Client: State Farm – St Augustine, Florida July 2018 - November 2020 Role: Big Data Engineer
Responsibilities:
●Delivered analytics and reporting solutions as a Data Engineer, owning requirements, solution design, build, testing, release, documentation, and SLA-driven delivery on distributed platforms.
●Developed Python-based pipelines and utilities for ingestion, validation, cleansing, reconciliation, and metadata updates, packaging reusable modules for logging, exception handling, and schema enforcement.
●Wrote performant SQL for extraction, transformation, and analysis using window functions, joins, and aggregations; tuned queries with indexes, partitions, and statistics to reduce runtime.
●Designed and operated ETL workflows with clear dependencies and scheduling, implemented incremental loads and slowly changing dimensions, and automated data-quality gates before publish.
●Engineered Hadoop processing on multi-node clusters, managed HDFS layouts, replication, and retention, and tuned YARN resources for stable, high-throughput jobs.
●Built large-scale batch transformations with Hive and Spark SQL, used Pig and legacy MapReduce where appropriate, and optimized with partitioning, bucketing, and columnar formats.
●Ingested relational sources with Sqoop and captured application logs with Flume; coordinated distributed services using ZooKeeper for consistent, fault-tolerant operations.
●Implemented HBase for low-latency lookups on reference and session data, designing row keys and column families to support operational and analytical patterns.
●Developed PySpark and Scala jobs for heavy transformations, windowed calculations, and incremental checkpoints; applied caching, broadcast joins, and adaptive execution to improve throughput.
●Streamed events through Kafka, designed topics and retention policies, and built Spark Structured Streaming consumers to deliver near real-time feeds for dashboards and alerts.
●Modeled dimensional marts in Hive and Impala, loading via partitioned external tables and bulk inserts; optimized with Parquet or ORC, bucketing, and table statistics to reduce query latency.

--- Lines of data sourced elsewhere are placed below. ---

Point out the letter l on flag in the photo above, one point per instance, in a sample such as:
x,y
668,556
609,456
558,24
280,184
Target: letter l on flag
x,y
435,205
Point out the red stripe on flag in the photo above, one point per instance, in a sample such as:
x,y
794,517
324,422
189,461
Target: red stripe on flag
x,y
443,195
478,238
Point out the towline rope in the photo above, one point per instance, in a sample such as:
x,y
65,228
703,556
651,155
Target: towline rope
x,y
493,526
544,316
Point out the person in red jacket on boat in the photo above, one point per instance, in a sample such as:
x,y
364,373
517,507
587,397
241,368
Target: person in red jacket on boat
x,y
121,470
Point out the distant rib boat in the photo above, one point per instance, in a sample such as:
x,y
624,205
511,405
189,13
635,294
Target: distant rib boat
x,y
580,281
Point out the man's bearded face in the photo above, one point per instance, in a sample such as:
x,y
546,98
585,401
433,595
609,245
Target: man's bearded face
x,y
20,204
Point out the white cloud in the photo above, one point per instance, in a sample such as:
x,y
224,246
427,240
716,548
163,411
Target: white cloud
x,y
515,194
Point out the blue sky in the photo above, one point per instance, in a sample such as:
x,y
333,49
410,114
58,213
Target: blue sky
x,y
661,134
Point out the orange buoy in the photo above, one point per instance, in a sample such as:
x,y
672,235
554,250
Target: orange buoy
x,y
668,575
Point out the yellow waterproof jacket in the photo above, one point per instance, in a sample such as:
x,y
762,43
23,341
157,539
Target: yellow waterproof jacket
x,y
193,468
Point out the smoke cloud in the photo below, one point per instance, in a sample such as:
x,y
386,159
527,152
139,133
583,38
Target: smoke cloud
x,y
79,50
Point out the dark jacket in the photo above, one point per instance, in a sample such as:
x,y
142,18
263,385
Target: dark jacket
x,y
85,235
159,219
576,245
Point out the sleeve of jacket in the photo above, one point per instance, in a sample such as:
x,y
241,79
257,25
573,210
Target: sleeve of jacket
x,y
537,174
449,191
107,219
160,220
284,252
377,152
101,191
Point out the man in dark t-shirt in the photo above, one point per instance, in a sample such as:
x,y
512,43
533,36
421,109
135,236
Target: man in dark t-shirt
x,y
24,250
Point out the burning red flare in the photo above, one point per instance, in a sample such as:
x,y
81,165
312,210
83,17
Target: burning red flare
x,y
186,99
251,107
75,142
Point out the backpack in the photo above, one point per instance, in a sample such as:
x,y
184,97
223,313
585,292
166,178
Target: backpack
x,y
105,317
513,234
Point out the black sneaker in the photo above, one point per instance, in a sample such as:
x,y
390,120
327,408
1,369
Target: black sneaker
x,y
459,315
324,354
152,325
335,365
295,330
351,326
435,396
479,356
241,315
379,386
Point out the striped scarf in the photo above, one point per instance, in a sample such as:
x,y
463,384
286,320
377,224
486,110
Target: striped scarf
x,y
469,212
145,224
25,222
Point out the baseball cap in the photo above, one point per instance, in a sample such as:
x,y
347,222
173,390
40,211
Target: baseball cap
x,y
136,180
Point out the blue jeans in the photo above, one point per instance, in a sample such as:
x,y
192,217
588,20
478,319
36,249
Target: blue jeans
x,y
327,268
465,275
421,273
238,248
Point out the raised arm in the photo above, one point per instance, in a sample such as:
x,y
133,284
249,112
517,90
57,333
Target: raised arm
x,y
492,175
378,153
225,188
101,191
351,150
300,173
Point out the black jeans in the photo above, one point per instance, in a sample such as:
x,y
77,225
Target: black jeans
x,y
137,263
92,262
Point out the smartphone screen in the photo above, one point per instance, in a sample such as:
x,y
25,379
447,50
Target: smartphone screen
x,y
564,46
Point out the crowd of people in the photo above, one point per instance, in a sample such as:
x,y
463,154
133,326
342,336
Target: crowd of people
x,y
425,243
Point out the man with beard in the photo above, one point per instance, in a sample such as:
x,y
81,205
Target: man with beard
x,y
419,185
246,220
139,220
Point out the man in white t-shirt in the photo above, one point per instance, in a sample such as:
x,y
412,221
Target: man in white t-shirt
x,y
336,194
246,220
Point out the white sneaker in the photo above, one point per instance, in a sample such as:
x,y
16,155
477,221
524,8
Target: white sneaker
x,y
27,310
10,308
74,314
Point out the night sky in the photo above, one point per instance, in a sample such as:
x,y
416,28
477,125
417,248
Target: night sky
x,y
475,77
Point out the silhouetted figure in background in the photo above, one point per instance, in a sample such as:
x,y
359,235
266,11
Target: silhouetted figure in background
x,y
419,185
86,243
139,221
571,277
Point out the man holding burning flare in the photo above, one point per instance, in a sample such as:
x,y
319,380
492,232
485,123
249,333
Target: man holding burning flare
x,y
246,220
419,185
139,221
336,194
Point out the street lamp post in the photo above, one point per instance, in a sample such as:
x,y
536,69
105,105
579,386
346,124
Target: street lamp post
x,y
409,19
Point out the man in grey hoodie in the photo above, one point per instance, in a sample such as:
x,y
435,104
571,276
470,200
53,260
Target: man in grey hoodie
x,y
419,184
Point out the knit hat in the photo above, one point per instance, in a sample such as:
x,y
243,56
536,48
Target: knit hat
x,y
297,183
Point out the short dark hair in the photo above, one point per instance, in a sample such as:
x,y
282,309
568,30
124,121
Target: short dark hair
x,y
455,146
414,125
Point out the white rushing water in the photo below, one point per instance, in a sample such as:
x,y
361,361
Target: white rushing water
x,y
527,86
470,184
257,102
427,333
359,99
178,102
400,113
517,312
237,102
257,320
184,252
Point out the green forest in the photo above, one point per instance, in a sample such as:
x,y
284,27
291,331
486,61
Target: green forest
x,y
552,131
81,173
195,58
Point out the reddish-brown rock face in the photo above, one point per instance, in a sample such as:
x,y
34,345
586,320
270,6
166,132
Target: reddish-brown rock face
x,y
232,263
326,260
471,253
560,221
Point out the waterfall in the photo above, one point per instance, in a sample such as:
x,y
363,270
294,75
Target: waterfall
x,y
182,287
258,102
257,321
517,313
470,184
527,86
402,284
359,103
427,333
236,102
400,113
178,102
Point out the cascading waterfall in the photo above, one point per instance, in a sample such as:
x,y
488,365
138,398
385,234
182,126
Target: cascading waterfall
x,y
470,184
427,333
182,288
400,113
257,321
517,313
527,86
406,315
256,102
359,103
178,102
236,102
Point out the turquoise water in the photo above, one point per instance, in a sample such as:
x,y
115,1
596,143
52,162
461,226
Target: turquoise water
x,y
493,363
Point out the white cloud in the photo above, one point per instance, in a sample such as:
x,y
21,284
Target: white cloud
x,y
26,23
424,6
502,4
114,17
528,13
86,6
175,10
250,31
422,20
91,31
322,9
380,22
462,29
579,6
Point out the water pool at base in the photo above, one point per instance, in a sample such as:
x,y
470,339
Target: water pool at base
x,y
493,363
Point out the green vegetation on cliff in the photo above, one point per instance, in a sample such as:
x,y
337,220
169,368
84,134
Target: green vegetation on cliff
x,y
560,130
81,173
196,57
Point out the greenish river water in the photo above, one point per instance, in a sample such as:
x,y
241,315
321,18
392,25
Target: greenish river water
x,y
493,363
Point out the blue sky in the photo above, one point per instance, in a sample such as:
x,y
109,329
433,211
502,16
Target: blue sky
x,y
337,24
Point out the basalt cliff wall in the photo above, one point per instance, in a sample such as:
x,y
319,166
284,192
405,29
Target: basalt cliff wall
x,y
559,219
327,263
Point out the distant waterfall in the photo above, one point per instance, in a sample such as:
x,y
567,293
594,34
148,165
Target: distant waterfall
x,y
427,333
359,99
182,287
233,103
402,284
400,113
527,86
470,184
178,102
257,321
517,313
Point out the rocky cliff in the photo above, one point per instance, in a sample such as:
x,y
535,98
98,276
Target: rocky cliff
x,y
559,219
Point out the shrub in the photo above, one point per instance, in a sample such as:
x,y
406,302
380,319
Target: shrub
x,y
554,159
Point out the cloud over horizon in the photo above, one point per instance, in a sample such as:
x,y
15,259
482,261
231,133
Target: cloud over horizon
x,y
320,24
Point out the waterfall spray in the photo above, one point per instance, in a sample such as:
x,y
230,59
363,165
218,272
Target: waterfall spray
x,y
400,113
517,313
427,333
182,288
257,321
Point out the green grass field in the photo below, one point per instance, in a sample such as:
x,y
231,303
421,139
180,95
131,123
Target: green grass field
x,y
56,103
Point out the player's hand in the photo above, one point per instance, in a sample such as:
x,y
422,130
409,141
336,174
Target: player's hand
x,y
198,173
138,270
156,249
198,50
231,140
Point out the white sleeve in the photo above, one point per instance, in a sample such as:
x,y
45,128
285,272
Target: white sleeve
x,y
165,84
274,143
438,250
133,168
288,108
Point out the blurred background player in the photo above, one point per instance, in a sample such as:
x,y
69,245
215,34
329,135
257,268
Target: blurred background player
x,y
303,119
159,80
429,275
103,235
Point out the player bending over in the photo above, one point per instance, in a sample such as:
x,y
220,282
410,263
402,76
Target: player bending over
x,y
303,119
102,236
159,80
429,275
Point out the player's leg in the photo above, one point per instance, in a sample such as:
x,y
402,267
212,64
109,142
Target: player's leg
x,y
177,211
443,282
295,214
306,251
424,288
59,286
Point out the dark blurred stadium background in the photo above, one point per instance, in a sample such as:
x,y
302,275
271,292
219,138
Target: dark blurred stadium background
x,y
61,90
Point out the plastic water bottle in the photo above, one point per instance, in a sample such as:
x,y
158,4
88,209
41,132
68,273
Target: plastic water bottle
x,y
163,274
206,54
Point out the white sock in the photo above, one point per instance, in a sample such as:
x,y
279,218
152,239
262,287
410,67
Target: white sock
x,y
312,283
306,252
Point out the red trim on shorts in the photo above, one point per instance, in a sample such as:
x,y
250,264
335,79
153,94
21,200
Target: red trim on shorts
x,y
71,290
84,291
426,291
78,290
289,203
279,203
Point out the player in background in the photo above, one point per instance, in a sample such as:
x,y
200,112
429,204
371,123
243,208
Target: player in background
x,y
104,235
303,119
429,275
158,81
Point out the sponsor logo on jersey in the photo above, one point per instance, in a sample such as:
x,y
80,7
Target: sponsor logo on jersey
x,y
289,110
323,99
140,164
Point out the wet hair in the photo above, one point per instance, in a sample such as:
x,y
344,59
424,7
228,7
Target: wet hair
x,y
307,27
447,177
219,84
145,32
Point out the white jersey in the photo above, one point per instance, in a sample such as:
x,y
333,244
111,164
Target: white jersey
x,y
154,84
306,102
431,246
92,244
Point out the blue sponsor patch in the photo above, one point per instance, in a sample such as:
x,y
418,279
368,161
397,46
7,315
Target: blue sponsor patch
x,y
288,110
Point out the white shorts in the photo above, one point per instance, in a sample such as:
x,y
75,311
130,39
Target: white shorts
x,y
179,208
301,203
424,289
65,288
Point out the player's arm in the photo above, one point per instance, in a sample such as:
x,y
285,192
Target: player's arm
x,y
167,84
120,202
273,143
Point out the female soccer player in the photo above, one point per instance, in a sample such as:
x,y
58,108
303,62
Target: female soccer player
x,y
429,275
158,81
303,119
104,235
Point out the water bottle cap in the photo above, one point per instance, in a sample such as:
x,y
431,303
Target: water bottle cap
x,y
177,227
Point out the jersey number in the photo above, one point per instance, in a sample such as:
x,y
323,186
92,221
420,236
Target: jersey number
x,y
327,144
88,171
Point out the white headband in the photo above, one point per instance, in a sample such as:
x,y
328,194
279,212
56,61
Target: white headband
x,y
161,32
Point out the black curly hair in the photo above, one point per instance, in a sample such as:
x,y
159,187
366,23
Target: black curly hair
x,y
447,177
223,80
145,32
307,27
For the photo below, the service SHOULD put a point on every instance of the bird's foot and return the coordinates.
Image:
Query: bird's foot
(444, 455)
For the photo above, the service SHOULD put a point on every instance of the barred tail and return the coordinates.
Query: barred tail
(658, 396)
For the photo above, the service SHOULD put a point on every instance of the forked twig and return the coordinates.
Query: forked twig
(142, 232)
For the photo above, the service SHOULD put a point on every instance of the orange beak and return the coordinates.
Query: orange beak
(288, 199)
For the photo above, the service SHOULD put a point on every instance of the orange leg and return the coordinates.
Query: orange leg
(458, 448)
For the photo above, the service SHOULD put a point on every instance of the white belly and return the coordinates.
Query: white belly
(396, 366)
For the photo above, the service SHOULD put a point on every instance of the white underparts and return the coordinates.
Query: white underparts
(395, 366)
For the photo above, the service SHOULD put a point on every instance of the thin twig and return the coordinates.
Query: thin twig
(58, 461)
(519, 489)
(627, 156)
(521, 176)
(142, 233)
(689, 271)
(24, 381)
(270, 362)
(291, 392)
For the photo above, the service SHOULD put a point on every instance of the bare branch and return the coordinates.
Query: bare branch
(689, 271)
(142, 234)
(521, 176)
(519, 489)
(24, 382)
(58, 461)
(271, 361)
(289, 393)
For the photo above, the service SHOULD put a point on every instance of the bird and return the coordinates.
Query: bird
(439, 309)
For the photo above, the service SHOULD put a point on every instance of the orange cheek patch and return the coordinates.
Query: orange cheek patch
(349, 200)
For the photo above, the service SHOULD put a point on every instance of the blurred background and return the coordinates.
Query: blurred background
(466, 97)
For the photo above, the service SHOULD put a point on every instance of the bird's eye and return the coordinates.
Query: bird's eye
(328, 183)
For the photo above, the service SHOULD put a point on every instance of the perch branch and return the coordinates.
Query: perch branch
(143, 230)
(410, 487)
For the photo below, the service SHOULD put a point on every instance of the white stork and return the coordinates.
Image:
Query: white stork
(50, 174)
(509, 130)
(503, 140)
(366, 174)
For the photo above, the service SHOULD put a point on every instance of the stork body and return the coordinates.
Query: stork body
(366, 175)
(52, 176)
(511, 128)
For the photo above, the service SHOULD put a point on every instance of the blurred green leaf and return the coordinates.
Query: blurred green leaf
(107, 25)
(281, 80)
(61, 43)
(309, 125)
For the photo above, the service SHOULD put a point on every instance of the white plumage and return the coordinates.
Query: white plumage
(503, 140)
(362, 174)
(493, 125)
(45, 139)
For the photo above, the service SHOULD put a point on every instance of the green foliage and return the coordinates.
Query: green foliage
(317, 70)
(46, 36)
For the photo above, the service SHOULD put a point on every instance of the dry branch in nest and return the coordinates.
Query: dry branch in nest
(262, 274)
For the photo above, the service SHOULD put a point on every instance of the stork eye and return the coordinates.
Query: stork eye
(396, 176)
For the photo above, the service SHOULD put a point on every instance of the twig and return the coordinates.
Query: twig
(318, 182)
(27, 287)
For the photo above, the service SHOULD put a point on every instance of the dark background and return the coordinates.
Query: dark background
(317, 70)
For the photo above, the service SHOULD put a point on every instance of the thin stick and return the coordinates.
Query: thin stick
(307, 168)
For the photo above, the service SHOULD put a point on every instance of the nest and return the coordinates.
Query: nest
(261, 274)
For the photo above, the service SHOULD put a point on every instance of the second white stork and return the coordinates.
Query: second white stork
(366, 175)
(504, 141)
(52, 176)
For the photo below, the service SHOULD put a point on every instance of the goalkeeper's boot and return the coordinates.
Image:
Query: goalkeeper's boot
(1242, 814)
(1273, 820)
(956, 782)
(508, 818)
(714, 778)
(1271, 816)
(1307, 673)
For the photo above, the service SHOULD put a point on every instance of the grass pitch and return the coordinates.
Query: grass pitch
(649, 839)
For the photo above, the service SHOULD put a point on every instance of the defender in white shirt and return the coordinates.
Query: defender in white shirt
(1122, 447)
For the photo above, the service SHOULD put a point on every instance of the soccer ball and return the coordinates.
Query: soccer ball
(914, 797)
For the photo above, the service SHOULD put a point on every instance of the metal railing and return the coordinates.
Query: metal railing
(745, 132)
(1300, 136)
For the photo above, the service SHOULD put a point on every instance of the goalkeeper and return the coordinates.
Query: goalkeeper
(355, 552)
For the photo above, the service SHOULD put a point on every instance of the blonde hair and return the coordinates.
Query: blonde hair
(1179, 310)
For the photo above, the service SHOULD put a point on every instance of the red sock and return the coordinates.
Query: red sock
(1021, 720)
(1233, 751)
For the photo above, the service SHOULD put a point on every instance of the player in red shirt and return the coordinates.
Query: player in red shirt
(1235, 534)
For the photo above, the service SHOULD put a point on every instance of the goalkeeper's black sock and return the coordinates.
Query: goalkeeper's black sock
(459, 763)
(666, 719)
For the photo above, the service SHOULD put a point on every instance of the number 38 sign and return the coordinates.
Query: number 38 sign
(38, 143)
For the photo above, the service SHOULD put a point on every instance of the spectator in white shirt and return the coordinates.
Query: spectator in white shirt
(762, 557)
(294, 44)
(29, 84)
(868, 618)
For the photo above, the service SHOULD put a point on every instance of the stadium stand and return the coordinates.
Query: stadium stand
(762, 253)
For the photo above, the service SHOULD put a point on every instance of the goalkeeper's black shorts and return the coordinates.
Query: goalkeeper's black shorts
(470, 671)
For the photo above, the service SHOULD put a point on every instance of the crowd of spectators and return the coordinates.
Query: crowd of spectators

●Designed and optimized Teradata star schemas with appropriate primary indexes and partitioning; maintained performance with collect stats and workload management rules to support concurrent users.
●Designed relational schemas and tuned SQL for MySQL and Oracle, including indexing, partitioning, and stored procedures to support staging, operational reporting, and downstream analytics.
●Established version control practices with Git and Bitbucket, implemented branching and pull-request reviews, and standardized builds and dependency management with Maven.
●Created unit and integration tests for Python and Spark using PyTest and custom data checks, embedding tests into the development workflow to protect critical paths.
●Produced clear technical documentation including pipeline specifications, data dictionaries, lineage diagrams, and runbooks, enabling rapid onboarding and reliable support handoffs.
EDUCATION:
Master’s in computer science from University of North Texas, Denton TX.